He doesn't fit the image of a football player. He's not macho or loud. He's not quick with words. Although he has the body fat of a brick, he doesn't intimidate with his physical presence or a cold stare.

He rarely wears T-shirts or sweatshirts, shorts or jeans. After a game, he'll put on a loud suit he often helps design. In big stripes and 1960s fedora, you could see him with Frank Sinatra and the Rat Pack. He'd be the one that didn't talk.

"Ken is very interesting," Carolina Panther receiver Muhsin Muhammad said. "He's easy to get along with. I'll say he's very analytical. He's a thinker.

Lucas, 29, considers himself an introvert. But when he came to the Panthers from Seattle as an expensive free-agent in 2005, he knew his role would change. He was a veteran and although uncomfortable with the media, he felt compelled to represent the team.

But there were better and quicker quotes, and his profile simmered until the sucker punch with which Steve Smith broke his nose in training camp. Only then did Lucas begin to attract a crowd.

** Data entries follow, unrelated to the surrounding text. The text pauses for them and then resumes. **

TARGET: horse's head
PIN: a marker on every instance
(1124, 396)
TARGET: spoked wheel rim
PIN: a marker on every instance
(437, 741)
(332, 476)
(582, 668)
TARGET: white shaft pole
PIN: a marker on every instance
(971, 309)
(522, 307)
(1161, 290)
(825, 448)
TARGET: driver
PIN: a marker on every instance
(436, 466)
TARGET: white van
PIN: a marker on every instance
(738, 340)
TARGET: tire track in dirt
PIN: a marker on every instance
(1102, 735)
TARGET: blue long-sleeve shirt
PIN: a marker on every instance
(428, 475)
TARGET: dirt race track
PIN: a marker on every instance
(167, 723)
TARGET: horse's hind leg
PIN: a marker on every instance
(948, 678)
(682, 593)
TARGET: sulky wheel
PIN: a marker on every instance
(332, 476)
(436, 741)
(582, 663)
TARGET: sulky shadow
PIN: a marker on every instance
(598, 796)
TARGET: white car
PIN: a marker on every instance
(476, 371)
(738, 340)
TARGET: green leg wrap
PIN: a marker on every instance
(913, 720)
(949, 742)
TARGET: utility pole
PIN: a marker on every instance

If he had the personality of former Panthers safety Mike Minter, a natural leader, we'd be outraged that Lucas was not in the Pro Bowl every February. He's that good. But we know as little about him as any four-year starter on the team.

Mr. Lucas

To learn more, he and I talked twice last week. Call his cell phone, and you get a two-word message: "Mr. Lucas."

Before he responds to a question, it's as if he arranges the words and thinks about how they'll sound before he sets them free.

"I'm so big on perception," Lucas said. "I like attention, but I don't like attention. If that makes sense."

It might if he wore something other than a suit with baggy pants and a garter around the sleeve of your arm. You think he might be noticed when you walk into Chili's on Rea Road, plop his expensive clothes on a bar stool and sip water?

"I'm a loner," Lucas said. "I don't have to fit in with others. I've got a swagger when I'm by myself. People see that and know I'm confident. I dress like I want to dress and can sit and drink water or sit on somebody's floor. I'm from Mississippi."

If there's a contest between liking attention and not liking attention, liking is running up the score. His silver Rolls-Royce Phantom almost ensured it. Strangers tend to stare.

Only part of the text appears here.